Suddenly, this puzzle that had plagued him for so long was clarified. It made sense to him. When relationships got too close, his nervous system would become agitated.
He feared it would result in the same overbearing overwhelm and loss of self that he had experienced as a child. So he did something to sabotage the closeness in order to create some distance. It was no longer puzzling.
A RECAP
Self-sabotage is not crazy. It makes sense. Like someone in the grip of a protection racket, it is both a problem AND a solution to a bigger problem. Stop paying the hundred bucks and life gets even worse than now. Protection rackets are a good metaphor because self-sabotage is a protection against something even worse.

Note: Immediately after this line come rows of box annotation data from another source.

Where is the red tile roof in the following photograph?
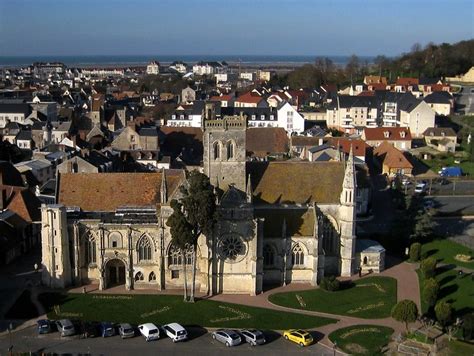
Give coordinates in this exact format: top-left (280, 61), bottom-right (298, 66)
top-left (364, 127), bottom-right (411, 141)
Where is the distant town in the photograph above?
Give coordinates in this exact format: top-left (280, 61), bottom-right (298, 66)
top-left (0, 40), bottom-right (474, 355)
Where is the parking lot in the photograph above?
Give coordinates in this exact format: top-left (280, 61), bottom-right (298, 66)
top-left (0, 326), bottom-right (334, 356)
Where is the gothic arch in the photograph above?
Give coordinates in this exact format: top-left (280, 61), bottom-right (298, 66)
top-left (226, 140), bottom-right (236, 161)
top-left (212, 140), bottom-right (222, 161)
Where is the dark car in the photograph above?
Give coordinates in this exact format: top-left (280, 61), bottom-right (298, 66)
top-left (36, 319), bottom-right (52, 334)
top-left (82, 321), bottom-right (101, 338)
top-left (99, 321), bottom-right (115, 337)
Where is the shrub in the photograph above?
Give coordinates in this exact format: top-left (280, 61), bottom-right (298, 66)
top-left (392, 299), bottom-right (418, 331)
top-left (410, 242), bottom-right (421, 262)
top-left (435, 302), bottom-right (453, 327)
top-left (319, 276), bottom-right (340, 292)
top-left (422, 278), bottom-right (439, 307)
top-left (420, 257), bottom-right (436, 278)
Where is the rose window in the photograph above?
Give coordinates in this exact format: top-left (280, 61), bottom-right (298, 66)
top-left (220, 236), bottom-right (245, 262)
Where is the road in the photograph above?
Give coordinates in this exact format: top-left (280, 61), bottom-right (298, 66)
top-left (0, 327), bottom-right (339, 356)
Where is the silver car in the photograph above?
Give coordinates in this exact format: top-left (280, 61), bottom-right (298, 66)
top-left (119, 323), bottom-right (135, 339)
top-left (212, 329), bottom-right (242, 347)
top-left (56, 319), bottom-right (76, 336)
top-left (240, 329), bottom-right (265, 346)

We can repurpose the Motivational Interviewing questions to explore what the client is protecting themself from. As the client connects to the ways that staying the same serves them, they clarify what is happening for them. Likewise, as they explore the fears and dangers with getting what they want, they see why they ensure they don’t get it.
The self-sabotage not only makes sense, but the underlying protection is brought into awareness.
From there, you and the client both know the target learning to be changed. In Stephen’s case, his nervous system reacts to a loving partner as if they were his overwhelming parents. A bodily response to an old psychological injury is taking place.
We can use memory reconsolidation to overwrite those old responses that are no longer helpful today. This allows Stephen’s nervous system to assess his potential partners in the here and now. He can now feel safe with people who will not harm him. (See 3 steps to memory reconsolidation for more info.)
He finds that, after the work is complete, love and closeness is easy. The nervous system response that was causing him to panic and create distance is now gone. His nervous system is able to assess the true safety of this potential partner. If safe, he can allow himself the love and closeness he has always longed for. The self-sabotage is no longer required and so no longer occurs.